Configure Tangible Characters

The TangibleCharacters configuration parameter specifies a list of characters to treat as part of a word, rather than as word boundaries. You can set this value when using the Eduction SDK, Eduction Server, or the Eduction command-line utility (edktool).

Some entities in the IDOL Eduction Grammars Package grammar files require you to set tangible characters to allow them to perform correctly. For details, see the descriptions of the entities in the appropriate grammar reference: PII Eduction Grammar Reference, PHI Eduction Grammar Reference, PCI Eduction Grammar Reference, or Government Eduction Grammar Reference.

When you use Eduction to search for matches, TangibleCharacters applies across all of your chosen entities.
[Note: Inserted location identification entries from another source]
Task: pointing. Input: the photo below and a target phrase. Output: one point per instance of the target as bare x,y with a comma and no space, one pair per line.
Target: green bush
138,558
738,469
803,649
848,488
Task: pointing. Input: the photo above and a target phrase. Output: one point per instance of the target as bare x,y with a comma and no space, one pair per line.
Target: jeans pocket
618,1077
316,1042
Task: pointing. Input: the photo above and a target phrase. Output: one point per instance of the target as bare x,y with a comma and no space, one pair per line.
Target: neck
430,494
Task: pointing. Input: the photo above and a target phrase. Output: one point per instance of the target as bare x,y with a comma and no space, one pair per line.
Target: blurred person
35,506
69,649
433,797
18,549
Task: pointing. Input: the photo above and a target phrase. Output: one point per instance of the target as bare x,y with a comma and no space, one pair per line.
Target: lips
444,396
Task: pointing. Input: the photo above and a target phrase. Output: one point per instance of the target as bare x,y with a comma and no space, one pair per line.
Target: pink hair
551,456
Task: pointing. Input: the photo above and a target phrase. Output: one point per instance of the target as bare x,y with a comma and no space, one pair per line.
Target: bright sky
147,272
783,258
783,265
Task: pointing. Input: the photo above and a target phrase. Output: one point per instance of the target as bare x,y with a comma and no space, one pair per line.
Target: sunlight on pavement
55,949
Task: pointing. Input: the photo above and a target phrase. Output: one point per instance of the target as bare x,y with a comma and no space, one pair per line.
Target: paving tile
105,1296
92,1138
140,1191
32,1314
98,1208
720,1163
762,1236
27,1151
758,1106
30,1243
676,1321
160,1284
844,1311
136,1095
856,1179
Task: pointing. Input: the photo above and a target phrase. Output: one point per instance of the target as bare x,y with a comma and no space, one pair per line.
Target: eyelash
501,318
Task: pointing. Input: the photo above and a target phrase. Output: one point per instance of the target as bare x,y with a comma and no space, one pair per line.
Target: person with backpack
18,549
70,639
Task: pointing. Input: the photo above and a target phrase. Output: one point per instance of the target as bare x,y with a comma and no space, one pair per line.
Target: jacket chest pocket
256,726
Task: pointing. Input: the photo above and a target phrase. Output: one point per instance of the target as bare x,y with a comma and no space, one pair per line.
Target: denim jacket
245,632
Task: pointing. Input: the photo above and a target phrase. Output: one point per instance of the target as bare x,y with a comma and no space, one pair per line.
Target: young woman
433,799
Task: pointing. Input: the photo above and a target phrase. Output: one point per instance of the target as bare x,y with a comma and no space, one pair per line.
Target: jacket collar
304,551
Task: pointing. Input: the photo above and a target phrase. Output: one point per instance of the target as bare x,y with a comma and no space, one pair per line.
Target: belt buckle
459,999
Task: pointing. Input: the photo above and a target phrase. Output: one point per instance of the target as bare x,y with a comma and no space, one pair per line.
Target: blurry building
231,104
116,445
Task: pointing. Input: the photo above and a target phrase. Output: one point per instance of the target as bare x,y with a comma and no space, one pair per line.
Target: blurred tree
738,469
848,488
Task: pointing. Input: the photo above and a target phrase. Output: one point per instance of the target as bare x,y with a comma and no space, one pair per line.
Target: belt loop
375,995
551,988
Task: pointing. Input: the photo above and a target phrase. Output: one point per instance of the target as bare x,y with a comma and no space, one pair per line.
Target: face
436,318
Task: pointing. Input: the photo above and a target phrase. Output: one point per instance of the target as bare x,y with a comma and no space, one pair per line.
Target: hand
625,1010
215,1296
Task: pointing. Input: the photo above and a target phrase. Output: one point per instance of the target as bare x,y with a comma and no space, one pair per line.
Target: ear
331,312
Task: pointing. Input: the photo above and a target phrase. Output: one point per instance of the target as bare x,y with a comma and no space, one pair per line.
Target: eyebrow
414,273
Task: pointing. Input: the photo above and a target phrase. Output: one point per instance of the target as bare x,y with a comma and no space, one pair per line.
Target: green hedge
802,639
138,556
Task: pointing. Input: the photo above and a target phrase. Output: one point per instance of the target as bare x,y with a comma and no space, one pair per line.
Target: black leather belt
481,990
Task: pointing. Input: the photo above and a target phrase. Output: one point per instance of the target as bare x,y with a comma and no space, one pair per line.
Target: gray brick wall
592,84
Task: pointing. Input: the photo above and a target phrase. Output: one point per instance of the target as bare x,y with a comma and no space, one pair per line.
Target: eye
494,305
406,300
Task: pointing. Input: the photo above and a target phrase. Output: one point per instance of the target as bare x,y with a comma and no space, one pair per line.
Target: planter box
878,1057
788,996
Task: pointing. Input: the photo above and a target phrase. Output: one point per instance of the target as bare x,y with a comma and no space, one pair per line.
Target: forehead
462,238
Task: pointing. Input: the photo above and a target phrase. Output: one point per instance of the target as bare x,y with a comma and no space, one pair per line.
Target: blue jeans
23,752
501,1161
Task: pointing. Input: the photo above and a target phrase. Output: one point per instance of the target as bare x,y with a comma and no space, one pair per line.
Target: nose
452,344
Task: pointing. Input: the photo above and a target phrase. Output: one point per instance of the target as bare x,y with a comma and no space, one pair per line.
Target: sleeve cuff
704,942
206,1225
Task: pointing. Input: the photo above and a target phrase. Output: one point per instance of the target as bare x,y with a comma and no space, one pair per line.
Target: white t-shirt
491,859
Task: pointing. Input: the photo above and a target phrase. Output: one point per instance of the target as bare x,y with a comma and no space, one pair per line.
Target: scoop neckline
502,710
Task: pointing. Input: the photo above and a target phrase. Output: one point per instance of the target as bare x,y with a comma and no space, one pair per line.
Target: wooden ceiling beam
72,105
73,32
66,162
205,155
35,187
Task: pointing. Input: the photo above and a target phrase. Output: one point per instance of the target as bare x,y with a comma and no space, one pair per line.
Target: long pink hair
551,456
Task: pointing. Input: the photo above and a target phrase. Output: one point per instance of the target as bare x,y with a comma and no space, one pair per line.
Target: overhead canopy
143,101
If you use multiple entities that have different recommended tangible character sets, you might need to take some extra steps. For example:

  • In the Eduction SDK, create a separate configuration file for each distinct set of tangible characters and associated entities, and create an EDK engine for each configuration file.

  • In Eduction Server, send a separate action (EduceFromText or EduceFromFile) for each distinct set of tangible characters. In each action, set the TangibleCharacters and Entities action parameters to specify which set of tangible characters and which entities to use.
  • In the command line edktool, create a separate configuration file for each distinct set of tangible characters and associated entities, and process your input text once with each configuration file.

For more information about the TangibleCharacters configuration parameter, refer to the Eduction User and Programming Guide.